2日目は北広島町の現状・課題をより深く知るためのヒアリングから始まり、芸北地域のスキー場や、地域の森林を守る活動をしているNPO法人へ向かい、取り組みや課題を聞きました。

 

土居田屋(北広島町を深く知る)

北広島町の現状や課題を深く知るために、2グループに分かれヒアリングしました。1グループは1日目に大朝地区の現状を紹介いただいた堀田様、もう1グループはコンビニ・飲食店などを経営している細山力生様にヒアリングしました。

学生は第2回に講義で学んだヒアリング術を使い、北広島町の現状・課題をより深く知ろうと努力しました。お二方がお話しする内容がだんだんと濃いものになっていたため、成果が出たのではないでしょうか。

【学生の感想】
「お話を聞き、田舎でもできることがあることと、田舎だからできることの両方があると感じた。そして、自分(堀田様、細山様)の故郷を盛り上げたいという熱意が、さまざまな取り組みをする中での力となっていると感じました。私もお二方の熱意に応えられるように頑張っていきたいと決心しました!」

 

やわたハイランド191リゾート(スキー場)

やわたハイランド191リゾートは、北広島町にあるスキー場です。今回はスキーをするわけではなく、シーズンオフのスキー場の状況・運営について、田辺 俊則様よりお話いただきました。
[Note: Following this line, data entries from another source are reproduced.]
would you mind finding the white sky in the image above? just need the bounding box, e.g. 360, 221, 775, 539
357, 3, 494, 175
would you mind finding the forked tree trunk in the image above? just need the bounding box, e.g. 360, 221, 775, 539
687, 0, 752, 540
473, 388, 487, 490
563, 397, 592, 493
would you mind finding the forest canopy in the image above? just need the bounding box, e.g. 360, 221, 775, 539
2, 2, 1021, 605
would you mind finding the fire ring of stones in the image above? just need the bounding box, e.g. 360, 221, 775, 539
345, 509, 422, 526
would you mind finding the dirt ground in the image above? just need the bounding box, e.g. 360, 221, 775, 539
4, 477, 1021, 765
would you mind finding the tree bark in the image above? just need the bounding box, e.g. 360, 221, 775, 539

シーズンオフは設備の管理業務がほとんどであることや、スキー場の経営は難しく顧客のニーズを考えて経営することが必要だと学びました。

オフシーズンのスキー場について普段は知れないため、学生はロビーに入ったときから周辺を見回していました。

 

薪活の取り組み

薪活とは、地域の里山の木を使った薪で豊かな暮らしを推進する活動です。薪活を含め、北広島町の自然について認定NPO法人西中国山地自然史研究会の八木洸也様よりお話いただきました。NPO法人では、里山の木を通貨で買い取る「せどやま再生事業」に力を入れているとのことです。

食物連鎖の話の際にフクロウ・鷹の模型が登場したときには、あまりの大きさとリアルさに学生は驚いていました。

後半は場所を移動して、実際に薪を作っている工場を見学しました。薪を作る作業の一部を体験したり、薪に直接触れることで、里山との付き合い方を学びました。

【学生の感想】
「薪を作る機械は簡単に操作できるけど、薪の形にしようと思ったら難しかった。」

 

最後に

1泊2日とかなり長い時間をかけて、北広島町の現状や取り組み、抱えている課題を肌で感じた学生たち。もしかすると、すでにアイデアが浮かんでいる学生もいるかもしれません。

これからどのようなアイデアが出てくるのか、最終的なビジネスプランはどんな内容になるかとても楽しみです!